Evaluation
Determining whether Python has run successfully from a a scientific point of view depends very specifically on one’s goals. Did the spectra turn out to be what one expected? Here by evaluation we mean, did my run complete without significant errors and did the ionization structure converge to a “steady state” given the number of ionization cycles, the number of photons, and the frequency distributions of the photons we chose.
Convergence
Ionization cycles in Python are intended to establish the correct ion densities and temperature of the various cells in the wind. The degree to which this happens for a given number of ionization cycles depends on how far the initial guess of electrons temperatures in various portions of the wind and the number of photons generated during each photoionization cycles. Furthermore, the accuracy of the final model depends on the number of photons that pass through each cell. As a result, the accuracy with which ion abundances and temperature are determined will differ on a cell by cell basis. In a typical model with a biconical outflow, a small cells at the outer edge of the accretion disk will record fewer photon passages than one in the middle of the grid that is exposed to large numbers of photons from the disk.
A very basic question about a particular run is, has it reached a “steady state” and if it is in a steady state are cells stable in the sense that fluctuations are small. Hopefully, each ionization cycle brings one closer and closer to to a solution after which the ionization structure no longer evolves. Of course, since Python is a Monte Carlo code, the degree to which the solution stays constant from cycle to cycle is limited by counting statistics. To check convergence in Python, we monitor the the radiation temperature \(T_r\), the electron temperature \(T_e\), and the total heating \(\mathrm{Heat_{tot}}\) and cooling \(\mathrm{Cooling_{tot}}\) in each cell as a function of the ionization cycle \(n\).
To estimate whether a a model calculation has reached a steady state, Python carries out three tests, one comparing the difference in the radiation temperature between the current and the preceding ionization cycle, one comparing the electron temperature in the same manner and once comparing heating and cooling rates in the current cycle. If a cell satisfies the following 3 tests,
where \(\epsilon = 0.05\), it is flagged as converged.

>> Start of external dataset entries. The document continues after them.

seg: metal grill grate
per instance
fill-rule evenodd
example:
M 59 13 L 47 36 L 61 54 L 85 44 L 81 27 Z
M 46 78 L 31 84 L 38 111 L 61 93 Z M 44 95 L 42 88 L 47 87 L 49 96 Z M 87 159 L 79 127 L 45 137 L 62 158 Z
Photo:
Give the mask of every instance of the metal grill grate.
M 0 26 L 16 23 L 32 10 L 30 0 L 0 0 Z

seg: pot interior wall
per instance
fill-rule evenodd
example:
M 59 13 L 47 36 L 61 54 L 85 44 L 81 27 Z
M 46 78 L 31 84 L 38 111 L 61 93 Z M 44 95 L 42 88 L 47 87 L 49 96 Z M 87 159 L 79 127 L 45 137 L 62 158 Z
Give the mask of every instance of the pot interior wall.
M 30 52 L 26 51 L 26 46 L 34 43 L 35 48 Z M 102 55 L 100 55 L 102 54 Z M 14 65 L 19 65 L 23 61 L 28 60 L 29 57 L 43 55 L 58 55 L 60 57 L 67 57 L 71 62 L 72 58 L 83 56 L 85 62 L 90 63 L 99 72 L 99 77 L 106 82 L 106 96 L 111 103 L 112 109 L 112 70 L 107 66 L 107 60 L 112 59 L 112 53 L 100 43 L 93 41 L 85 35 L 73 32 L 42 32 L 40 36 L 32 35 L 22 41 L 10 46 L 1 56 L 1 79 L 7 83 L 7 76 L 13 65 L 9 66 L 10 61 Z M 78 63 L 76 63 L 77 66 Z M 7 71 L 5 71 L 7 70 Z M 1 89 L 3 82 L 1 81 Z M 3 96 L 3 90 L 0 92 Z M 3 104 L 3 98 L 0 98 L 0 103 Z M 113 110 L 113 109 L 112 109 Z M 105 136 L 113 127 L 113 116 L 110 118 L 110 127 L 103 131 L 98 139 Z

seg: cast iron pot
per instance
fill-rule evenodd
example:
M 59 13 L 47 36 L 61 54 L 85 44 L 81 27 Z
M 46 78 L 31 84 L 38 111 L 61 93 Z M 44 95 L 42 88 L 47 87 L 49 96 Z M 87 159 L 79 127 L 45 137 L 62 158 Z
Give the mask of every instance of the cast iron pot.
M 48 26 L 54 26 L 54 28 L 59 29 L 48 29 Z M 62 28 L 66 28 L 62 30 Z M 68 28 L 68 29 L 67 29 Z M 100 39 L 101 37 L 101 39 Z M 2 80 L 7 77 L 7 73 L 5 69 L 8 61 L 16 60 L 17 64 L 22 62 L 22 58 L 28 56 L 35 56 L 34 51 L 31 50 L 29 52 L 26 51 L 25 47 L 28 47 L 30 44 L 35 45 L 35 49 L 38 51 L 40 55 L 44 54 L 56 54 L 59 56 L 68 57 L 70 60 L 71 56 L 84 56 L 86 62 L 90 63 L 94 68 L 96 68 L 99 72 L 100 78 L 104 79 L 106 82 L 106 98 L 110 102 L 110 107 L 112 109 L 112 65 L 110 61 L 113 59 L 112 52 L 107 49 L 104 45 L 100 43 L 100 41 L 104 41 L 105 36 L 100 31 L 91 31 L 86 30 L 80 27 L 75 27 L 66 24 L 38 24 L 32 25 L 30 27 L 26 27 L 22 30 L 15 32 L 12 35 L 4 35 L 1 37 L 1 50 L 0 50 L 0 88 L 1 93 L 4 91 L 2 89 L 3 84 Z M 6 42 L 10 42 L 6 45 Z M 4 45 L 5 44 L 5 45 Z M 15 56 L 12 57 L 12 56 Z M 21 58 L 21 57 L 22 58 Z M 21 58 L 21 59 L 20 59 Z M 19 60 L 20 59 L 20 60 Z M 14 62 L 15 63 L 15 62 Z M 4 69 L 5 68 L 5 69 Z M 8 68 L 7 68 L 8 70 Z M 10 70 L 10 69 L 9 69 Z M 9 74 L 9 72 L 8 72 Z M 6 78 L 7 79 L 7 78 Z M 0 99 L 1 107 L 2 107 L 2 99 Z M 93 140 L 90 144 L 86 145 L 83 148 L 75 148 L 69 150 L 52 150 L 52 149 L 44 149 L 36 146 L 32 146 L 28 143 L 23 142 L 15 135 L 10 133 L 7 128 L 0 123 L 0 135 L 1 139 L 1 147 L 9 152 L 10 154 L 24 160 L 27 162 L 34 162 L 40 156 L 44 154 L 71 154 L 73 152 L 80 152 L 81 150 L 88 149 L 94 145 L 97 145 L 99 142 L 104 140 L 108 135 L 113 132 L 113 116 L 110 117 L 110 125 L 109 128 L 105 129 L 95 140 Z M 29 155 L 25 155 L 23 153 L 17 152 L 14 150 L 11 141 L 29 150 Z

It is rare that all of the cells in a model will satisfy all of these criteria. That is is because the number photons passing that pass through a cell vary considerably and the statistical noise depends on the the number of photons. It is important to note that the photons that contribute most to the spectra of an object will be those which have the most photons passing through them. Typically, we consider a model to be well converged if 90% of the cells are converged by this criterion.
The routine run_check.py
(see Python Script documentation) produces two plots related to convergence, one showing the fraction of cells that have passed each of the tests above as a function of cycle, and the other showing the number of failed checks for each cell in the wind.
Note that it is not always important that all cells be converged. The Monte Carlo process preferentially picks out the cells which affect the emergent radiation field. Portions of the grid which do not get many photons are typically the ones that are “not converged”, but since they don’t contribute much to the emergent radiation, one does not need them to be converged (except if one wants to make nice plots of the temperature as a function of position in the wind or of the density of a particular ion species). On the other hand, if one is using Python in conjunction with a hydrodynamical code one wants all the cells to be converged.
Errors
Python is designed to continue to run unless something catastrophic happens. As it runs, it logs error messages that can be found in the .diag files. These messages are a combinations of warnings, and/or unusual occurrences, that if they start occurring often suggest a real problem.
These error messages are all of the form:
Error: wind2d: Cell 0 ( 0, 0) in domain 0 has 1 corners in wind, but zero volume
that is they begin with the word Error
. followed by the subroutine in the code where the error occurred followed by what is hopefully a helpful.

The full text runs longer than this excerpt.